Impressions et cadence – Texte de Jean Lambert-wild

Première Epoque

"Splendeur et Lassitude du Capitaine Marion Déperrier"

Je crois qu'il existe des hommes remués, secoués de tremblements.

Je crois que leur corps s'emmaillote dans la contemplation de leurs excès.

Je crois que leur parole se déverse sans jamais rencontrer de résistance.

Je crois que rien ne peut les arrêter.

Je crois qu'ils vivent et meurent d'une suite d'inondations.

Je crois qu'ils sont Furieux, et que la fureur est pour eux une forme poétique providentielle.

Je crois à l'insatiable fureur de leur Splendeur et de leur Lassitude.

Je crois que personne n'est dupe du danger incroyable de ces deux mots.

Je crois qu'il faut être attentif au lien étroit qui unit fureur et sauvagerie.

Je crois que ces hommes sont d'authentiques héros tragiques, car trop attentifs à nouer avec le destin des liens privilégiés et exemplaires.

Je crois qu'il n'y a rien ici que l'on puisse rattacher aux "nerfs".

Je crois que toute tentative d'analyse psychiatrique est congédiée irrémédiablement.

Je crois que les détrousseurs n'auront rien à se mettre sous la dent; car tout ce qui touche le corps le dépasse simultanément.

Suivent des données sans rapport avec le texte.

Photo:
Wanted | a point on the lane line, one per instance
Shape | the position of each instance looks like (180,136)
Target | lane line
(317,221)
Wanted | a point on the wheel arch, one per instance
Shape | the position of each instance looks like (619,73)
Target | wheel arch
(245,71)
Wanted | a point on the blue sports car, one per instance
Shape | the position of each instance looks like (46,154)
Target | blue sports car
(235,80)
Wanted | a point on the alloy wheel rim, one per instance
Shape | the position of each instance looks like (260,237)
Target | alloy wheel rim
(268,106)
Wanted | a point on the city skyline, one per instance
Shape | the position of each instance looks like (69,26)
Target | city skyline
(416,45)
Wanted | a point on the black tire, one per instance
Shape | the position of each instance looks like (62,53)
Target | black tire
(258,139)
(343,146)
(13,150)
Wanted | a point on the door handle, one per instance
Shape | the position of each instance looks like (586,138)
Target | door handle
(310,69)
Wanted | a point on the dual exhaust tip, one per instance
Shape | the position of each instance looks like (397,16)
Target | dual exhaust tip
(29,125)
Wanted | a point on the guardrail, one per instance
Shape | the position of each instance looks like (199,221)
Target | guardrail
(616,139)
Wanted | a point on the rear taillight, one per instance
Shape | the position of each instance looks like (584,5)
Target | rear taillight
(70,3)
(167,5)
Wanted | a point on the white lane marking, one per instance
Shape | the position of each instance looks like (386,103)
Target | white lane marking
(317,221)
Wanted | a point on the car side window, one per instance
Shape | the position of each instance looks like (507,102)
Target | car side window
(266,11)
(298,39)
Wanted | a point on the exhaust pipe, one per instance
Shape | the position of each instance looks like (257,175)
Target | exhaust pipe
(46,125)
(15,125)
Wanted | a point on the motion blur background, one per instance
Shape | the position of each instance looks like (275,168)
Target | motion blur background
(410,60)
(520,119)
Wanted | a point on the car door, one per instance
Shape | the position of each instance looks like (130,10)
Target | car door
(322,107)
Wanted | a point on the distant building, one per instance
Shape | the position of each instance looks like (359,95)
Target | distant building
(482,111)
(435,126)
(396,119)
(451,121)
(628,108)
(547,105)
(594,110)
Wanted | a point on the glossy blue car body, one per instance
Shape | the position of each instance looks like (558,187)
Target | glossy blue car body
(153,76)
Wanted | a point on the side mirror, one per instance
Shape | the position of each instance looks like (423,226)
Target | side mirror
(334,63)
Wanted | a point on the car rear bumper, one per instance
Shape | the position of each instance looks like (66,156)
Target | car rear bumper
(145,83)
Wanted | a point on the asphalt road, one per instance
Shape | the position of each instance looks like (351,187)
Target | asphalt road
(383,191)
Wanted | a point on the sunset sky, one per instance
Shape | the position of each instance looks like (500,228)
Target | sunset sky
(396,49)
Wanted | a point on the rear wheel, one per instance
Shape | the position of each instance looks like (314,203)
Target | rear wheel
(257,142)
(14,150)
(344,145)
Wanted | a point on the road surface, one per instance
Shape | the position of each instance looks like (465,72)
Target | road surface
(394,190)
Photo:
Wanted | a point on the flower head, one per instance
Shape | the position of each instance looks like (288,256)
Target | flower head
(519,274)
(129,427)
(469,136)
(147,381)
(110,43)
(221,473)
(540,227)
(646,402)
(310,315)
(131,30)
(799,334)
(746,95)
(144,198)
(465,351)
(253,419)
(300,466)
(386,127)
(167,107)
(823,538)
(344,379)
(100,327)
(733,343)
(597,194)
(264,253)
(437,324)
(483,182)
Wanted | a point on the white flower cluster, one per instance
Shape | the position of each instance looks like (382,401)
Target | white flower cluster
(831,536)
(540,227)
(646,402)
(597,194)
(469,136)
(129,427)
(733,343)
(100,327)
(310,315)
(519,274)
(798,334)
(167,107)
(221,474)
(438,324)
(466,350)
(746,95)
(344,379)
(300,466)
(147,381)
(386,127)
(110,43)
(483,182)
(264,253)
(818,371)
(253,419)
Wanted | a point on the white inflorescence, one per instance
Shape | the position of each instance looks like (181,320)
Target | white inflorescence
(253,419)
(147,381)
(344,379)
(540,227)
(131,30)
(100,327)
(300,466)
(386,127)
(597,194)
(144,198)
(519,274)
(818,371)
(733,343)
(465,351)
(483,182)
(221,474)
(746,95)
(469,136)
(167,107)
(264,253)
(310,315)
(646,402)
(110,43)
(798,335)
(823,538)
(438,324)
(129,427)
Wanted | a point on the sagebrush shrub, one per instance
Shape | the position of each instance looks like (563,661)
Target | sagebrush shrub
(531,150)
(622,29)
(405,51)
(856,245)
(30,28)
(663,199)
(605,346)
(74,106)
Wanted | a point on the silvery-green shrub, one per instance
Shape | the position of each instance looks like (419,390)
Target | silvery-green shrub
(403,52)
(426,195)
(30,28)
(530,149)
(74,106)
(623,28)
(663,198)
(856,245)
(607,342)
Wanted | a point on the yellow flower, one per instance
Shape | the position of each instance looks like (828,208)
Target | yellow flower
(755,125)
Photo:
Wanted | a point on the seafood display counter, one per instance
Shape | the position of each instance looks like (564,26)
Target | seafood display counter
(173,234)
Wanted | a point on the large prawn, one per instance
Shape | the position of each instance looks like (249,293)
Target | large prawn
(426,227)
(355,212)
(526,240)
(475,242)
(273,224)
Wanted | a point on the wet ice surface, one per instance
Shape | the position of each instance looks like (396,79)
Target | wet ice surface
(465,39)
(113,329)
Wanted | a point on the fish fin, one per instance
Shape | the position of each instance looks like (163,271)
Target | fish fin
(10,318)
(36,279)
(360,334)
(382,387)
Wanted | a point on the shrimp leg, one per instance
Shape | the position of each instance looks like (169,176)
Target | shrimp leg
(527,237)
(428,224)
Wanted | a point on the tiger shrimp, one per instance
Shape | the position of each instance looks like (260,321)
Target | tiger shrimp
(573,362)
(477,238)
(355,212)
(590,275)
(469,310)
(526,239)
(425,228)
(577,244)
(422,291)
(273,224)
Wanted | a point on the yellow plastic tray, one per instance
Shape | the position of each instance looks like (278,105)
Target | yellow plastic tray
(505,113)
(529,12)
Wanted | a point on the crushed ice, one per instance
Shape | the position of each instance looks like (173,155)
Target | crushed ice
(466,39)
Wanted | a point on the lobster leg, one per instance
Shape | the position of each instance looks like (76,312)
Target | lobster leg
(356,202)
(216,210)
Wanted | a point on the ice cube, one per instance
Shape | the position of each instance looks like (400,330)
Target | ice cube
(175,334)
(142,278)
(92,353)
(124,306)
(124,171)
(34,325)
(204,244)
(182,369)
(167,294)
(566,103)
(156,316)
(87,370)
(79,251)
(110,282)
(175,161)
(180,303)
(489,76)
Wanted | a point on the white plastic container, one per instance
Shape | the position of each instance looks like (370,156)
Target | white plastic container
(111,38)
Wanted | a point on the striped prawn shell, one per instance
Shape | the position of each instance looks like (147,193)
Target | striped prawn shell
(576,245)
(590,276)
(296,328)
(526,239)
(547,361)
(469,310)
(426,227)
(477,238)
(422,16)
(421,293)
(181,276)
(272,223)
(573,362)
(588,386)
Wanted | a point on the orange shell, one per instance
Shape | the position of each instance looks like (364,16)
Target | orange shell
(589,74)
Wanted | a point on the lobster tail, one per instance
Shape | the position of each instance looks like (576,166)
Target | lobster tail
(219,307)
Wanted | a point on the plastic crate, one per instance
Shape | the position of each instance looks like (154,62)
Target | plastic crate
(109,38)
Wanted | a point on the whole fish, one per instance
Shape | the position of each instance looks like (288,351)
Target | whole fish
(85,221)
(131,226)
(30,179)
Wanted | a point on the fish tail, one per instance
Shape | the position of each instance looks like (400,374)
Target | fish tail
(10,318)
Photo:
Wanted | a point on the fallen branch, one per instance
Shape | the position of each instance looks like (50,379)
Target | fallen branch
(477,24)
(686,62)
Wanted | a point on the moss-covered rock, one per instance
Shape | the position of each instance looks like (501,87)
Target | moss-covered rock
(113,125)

Je crois que ces hommes vivent dans des champs de bataille où l'ennemi n'existe que parce qu'il se dérobe, où tout souffle n'est qu'emportement et où tout mouvement n'est que chevauchement d'emportement; où tout est nécessairement EXTERIEUR.

 

Rupture

"Trafic"

Les fureurs d'un homme qui s'abat se condensent en un point précis (qu'il est aisé de confondre avec le centre de gravité de la masse corporelle), puis explosent en vagues successives ou muscles et tendons se désaccordent et se brisent.

Le corps ne pouvant plus se soutenir, s'écroule, secoué quelques temps encore des derniers clapotis d'humeurs malheureuses qui rebondissent contre les parois intestinales, s'affaiblissant à chaque impact jusqu'à se cristalliser en grumeaux inertes d'une blancheur suspecte.

Alors l'homme se retrouve abandonné et vide.

On le dit mort.

Et quiconque s'approchera de sa dépouille refusera de l'écouter.

 

Deuxième Epoque

"Jambe de bois dans un champ de roses"

Je dis qu'un mort peut encore crier.

Qu'il faut lui percer la gorge d'une blessure diagonale nette et profonde, afin que toutes ses fureurs s'échappent de lui et se déversent une fois pour toutes dans l’atmosphère. 

Je dis que cette opération doit être effectuée avec la plus grande application. Que l'opérant doit avoir gravé sur ses joues les marques bleues de l'aplomb et de la légèreté.

Je dis que toutes mauvaises entailles disperseraient des cris déchirés, dont les palpitements brutaux feraient de nous des insomniaques craintifs et résignés.

Je dis qu'on est ici très loin de toutes idées de religion, d'extase, de communion.

Je dis qu'il s'agit une fois de plus des "nerfs" et de leurs sales besognes de repliement et d'exilement.

Je dis qu'on ne peut sarcler un corps, ce qui rend caduc toute ascension.

Je dis que toute mort est une CROISSANCE.